Sunday, November 10, 2013

So, Where Was The Republican Outrage On Insurance Ethics Pre-Obamacare?

This post appeared in DelawareLiberal Blog from Progressive Populist.
obamacare
Upfront, let me tell you I was hugely disappointed when the public option and/or single payer got shelved in the formation of Obamacare.  And as one in the health care industry I was amazed that candidate Obama was willing to trust the health insurance industry to do the right thing for a revamped health insurance  public policy, having  seen them in action up close and professionally.  But, I hung in there, reluctantly, as health policy got formulated by my President's new administration and our Party in congress.
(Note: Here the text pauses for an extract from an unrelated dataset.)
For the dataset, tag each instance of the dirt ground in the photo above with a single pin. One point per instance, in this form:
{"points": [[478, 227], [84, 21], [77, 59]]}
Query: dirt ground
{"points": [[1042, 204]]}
But, how quickly we forget the outrageous ethics of the insurance industry in their non-coverage of so called pre-existing conditions, cancellation of policies when people got sick and non-renewal of policies for families with high risk.  This was routine corporate behavior back in the day.  Did we hear anything from Republican policy makers about complete lack of ethics from this industry regarding such treatment of the 85% of the American public covered by so-called high end, employer based insurance?  Hell no.  Not one word.  For that matter, not much either from corporate conservadems.
So, now, candidate Obama is pilloried by these clowns for having made a perfectly reasonable generalization, aimed at the vast 85% majority of the electorate who were employer insured, that they would keep their insurance under his plan.  He even advocated building in a grandfathering protection for those not so covered who relied on their own privately purchased policies that were known to be pieces of shit, coverage wise.   Yes, if you wanted to keep your piece of shit policy, you dumb ass, you could.
This whole discussion now should be not about what candidate and now twice elected President Obama said back in the day, but the ethics and social responsibility of this so called industry.  Their ethics then and their ethics now, manipulating the system, squeezing through loopholes and laying blame on public policy for their outrageous practices and ethics free behavior.
Let's have that debate, that discussion as we now seriously reconsider how we offer the citizens of America a public option/Medicare for all protection against the serial unethical culture of the private health insurance industry.  Their immorality is uncurable.  Let's put them out of their misery.